No, a better man might have been arrested by any one of these occurrences alone but Mr Carson to his shame, finds his attention caught and held far lower than her lips or the raised hand that clasps the rug.

Caught at the rise and fall of plump pale skin, lightly flushed and dusted with a delightful scattering of freckles, and framed by both the fine satin and lace of what can only be her corset and the fallen neckline of her familiar black dress.

"Mr Carson, are you quite well?"

Even her voice does not grab his instant attention as it always has before.

He finds he cannot look away, even when he himself can no longer deny that the moment and his silence have dragged too long.

They have been good, his fiancée and himself; they are not young people in the first spring of affection without control or propriety. They have been good to content themselves with the brush of fingers as they move about her parlour and his pantry of an evening, a kiss to his cheek before they returned to the Christmas party and a kiss to her forehead when she fell asleep waiting for him to complete his rounds last Thursday night. Content to wait until their agreement, their promise, is made formal, whenever that might eventually be.

He has, he realises now with her skin on display to him, heaving slightly as she moves to lean the carpet against the wall and step closer to him, been a damned fool to think himself content to wait more than the three weeks it would take to read the banns, when this, she, _Mrs Hughes_ could be available to him far more fully than he has allowed himself to imagine.

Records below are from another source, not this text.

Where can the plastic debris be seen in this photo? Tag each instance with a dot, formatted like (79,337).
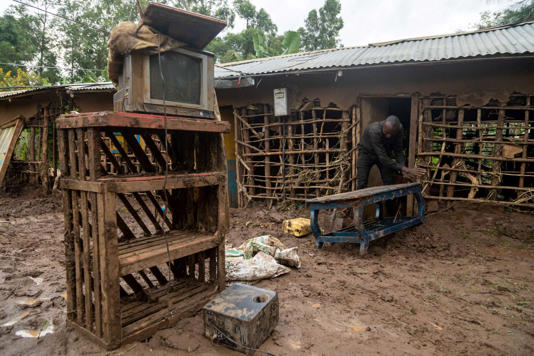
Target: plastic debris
(16,319)
(298,227)
(49,329)
(260,258)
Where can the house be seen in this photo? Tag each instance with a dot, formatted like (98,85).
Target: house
(465,101)
(37,108)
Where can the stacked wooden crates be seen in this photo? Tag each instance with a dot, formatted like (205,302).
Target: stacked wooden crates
(144,226)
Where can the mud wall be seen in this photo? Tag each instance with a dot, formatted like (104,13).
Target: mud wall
(473,82)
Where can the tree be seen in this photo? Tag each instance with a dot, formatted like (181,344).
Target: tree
(521,11)
(86,28)
(258,39)
(25,41)
(19,78)
(322,28)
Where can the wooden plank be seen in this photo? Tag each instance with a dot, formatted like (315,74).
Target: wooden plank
(87,186)
(160,212)
(155,151)
(108,154)
(5,156)
(239,175)
(77,257)
(73,162)
(82,167)
(497,151)
(525,148)
(212,253)
(267,159)
(44,151)
(88,312)
(93,153)
(221,271)
(144,258)
(201,266)
(147,211)
(96,266)
(412,145)
(123,227)
(124,155)
(156,183)
(138,151)
(134,214)
(109,268)
(142,121)
(457,150)
(70,264)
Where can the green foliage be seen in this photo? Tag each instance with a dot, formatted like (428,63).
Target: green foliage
(291,42)
(76,40)
(521,11)
(322,28)
(19,78)
(85,38)
(17,42)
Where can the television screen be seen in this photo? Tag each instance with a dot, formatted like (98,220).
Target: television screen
(182,75)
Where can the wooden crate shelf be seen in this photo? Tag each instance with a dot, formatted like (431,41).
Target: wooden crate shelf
(146,252)
(144,228)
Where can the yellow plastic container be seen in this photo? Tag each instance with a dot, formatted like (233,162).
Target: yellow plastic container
(298,227)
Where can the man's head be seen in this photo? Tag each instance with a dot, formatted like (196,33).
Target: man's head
(391,126)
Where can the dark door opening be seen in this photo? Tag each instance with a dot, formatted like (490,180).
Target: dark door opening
(377,109)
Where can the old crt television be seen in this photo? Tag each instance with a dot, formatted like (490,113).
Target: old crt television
(187,88)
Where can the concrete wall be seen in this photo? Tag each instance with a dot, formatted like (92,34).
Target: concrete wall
(473,81)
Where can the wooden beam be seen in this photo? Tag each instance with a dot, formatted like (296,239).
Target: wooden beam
(142,121)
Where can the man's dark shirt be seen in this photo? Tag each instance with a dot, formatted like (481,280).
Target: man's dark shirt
(374,143)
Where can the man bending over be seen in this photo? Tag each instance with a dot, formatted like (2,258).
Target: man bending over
(380,140)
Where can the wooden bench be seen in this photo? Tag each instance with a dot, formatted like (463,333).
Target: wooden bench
(360,231)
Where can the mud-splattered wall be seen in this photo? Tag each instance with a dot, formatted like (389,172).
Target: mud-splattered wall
(474,83)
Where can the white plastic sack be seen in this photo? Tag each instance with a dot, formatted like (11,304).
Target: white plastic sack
(261,266)
(260,258)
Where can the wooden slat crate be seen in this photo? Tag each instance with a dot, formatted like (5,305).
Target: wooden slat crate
(144,234)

"Mr Carson, have you caught the fever?"

Her voice comes as her fingers settle on his brow and though he still cannot tear his eyes away from her, he is shaken from his stupor enough to bring a hand up to the edge of her dress where it lies folded, utterly failing at its job of covering her from prying eyes.

Eyes such as his own.

Her breath catches at his touch and he can both feel and see how her chest stills with it, her flush deepening as she looks down to where his fingers are.

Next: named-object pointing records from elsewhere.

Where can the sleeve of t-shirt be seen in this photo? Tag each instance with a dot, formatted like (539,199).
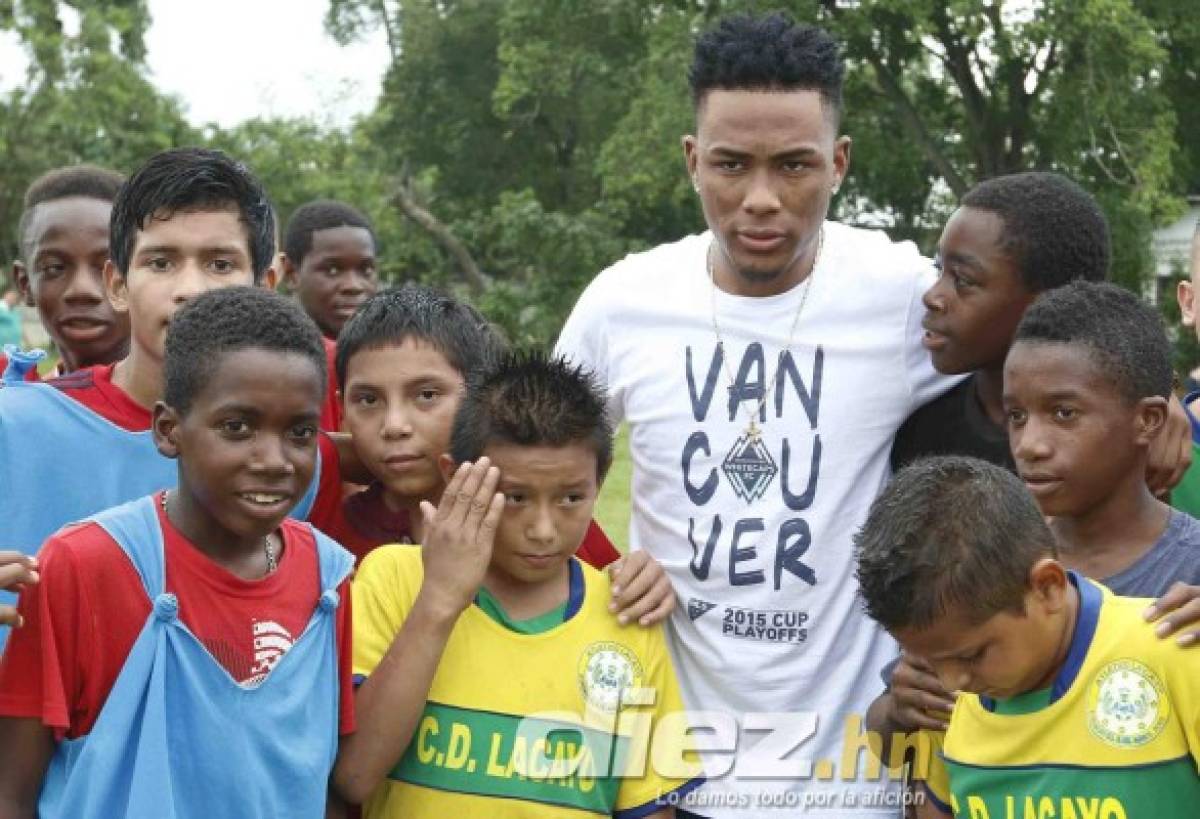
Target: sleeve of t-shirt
(925,383)
(585,341)
(346,658)
(383,596)
(597,549)
(323,513)
(40,668)
(670,767)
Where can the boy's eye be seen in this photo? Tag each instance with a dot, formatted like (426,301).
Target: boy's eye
(234,426)
(304,432)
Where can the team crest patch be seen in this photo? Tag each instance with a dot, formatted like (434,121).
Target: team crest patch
(607,673)
(697,609)
(749,467)
(1127,704)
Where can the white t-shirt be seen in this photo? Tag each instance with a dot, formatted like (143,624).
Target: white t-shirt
(757,537)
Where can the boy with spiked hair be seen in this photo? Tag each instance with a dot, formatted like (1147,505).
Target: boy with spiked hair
(403,363)
(187,653)
(1071,704)
(496,585)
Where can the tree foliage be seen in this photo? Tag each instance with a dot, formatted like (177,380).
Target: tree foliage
(543,136)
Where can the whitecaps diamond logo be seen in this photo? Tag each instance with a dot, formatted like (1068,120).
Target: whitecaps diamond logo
(749,467)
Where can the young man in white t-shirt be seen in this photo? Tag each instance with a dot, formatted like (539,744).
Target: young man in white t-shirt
(763,369)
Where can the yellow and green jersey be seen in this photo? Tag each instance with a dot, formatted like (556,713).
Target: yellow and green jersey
(1117,735)
(580,718)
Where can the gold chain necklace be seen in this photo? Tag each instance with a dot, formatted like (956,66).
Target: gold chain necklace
(753,431)
(273,562)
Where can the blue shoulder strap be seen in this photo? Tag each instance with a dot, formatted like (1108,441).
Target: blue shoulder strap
(21,362)
(335,561)
(135,526)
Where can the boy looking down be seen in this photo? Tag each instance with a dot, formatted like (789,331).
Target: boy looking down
(1071,704)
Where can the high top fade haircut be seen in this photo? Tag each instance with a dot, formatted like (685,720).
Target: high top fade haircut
(321,215)
(949,534)
(1055,231)
(459,332)
(1123,335)
(771,53)
(190,180)
(229,320)
(77,180)
(533,400)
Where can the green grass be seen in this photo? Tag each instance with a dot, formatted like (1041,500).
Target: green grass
(612,506)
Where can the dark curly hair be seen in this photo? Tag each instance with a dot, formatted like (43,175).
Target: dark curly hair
(82,180)
(531,400)
(1054,231)
(1125,335)
(321,215)
(186,179)
(229,320)
(414,311)
(771,53)
(949,533)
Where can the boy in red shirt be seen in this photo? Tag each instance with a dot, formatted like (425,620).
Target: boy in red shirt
(155,639)
(403,362)
(64,246)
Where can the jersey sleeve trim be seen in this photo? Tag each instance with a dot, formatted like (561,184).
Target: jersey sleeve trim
(933,797)
(670,799)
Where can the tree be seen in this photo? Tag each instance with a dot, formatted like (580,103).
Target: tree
(982,89)
(85,97)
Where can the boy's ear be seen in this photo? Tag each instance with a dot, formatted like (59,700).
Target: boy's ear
(1150,419)
(21,279)
(1049,581)
(1186,293)
(163,426)
(447,465)
(270,279)
(117,287)
(289,274)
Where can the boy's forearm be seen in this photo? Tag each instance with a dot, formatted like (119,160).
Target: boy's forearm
(389,704)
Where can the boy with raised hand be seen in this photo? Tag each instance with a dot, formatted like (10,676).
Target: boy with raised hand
(63,234)
(496,587)
(329,259)
(1071,705)
(403,362)
(187,653)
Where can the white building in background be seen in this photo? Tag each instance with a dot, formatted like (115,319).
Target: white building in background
(1173,245)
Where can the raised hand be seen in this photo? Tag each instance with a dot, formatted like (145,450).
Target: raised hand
(459,536)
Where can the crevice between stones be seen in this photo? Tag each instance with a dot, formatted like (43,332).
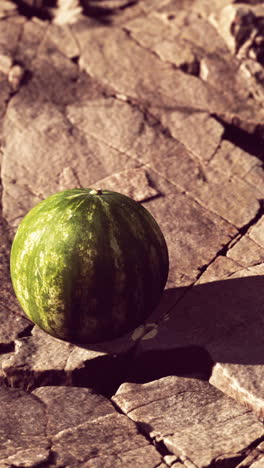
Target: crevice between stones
(250,141)
(241,232)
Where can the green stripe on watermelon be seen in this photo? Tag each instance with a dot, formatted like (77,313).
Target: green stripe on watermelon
(88,266)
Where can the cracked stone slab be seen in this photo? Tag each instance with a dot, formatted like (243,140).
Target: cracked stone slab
(131,182)
(193,234)
(31,141)
(233,160)
(115,58)
(122,126)
(7,8)
(47,426)
(256,232)
(200,133)
(225,318)
(40,359)
(246,252)
(211,187)
(12,321)
(193,419)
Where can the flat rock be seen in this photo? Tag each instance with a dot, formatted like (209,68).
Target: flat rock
(194,420)
(158,82)
(161,100)
(211,187)
(47,426)
(232,338)
(246,252)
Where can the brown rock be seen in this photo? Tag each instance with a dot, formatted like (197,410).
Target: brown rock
(22,425)
(7,8)
(233,160)
(49,427)
(246,252)
(194,235)
(225,318)
(132,182)
(194,420)
(63,406)
(146,456)
(209,186)
(256,233)
(200,133)
(112,434)
(158,82)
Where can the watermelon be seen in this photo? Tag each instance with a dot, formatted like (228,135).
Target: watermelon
(88,265)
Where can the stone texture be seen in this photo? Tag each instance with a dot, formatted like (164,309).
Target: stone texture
(256,233)
(195,421)
(163,101)
(225,318)
(48,427)
(246,252)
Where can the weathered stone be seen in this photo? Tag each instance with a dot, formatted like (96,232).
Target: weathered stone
(255,458)
(10,30)
(132,182)
(200,133)
(112,434)
(209,186)
(28,458)
(123,127)
(36,143)
(68,407)
(190,416)
(246,252)
(221,268)
(31,37)
(193,235)
(22,424)
(256,233)
(148,120)
(256,178)
(224,318)
(7,8)
(40,359)
(158,82)
(69,425)
(146,456)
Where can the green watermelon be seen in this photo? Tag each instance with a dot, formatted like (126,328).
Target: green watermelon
(88,265)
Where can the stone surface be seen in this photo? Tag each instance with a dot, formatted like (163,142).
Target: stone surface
(163,101)
(195,421)
(48,427)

"That's what caught." She says, some great revelation lost to him. "I must have torn a button or two on that damn rug."

She slips her fingers between his to take hold of the fabric of her dress and with a jerk steps away again from his reach.

"Thank heavens it was you who found me, Mr Carson." She says and as her skin is covered once more by her hand holding the dress in place, he finds he can finally move.

Half a step brings her back into the reach of his arms, her body pressed to his as he takes her bitten lip against his own.

Thank heavens indeed, he thinks as she first stiffens in surprise and then wraps a hand about his neck, the carpet forgotten and his mood improving once again.

He shall speak to His Lordship about taking an afternoon to visit the church. She is right, he is now able and very willing to concede; they have waited long enough.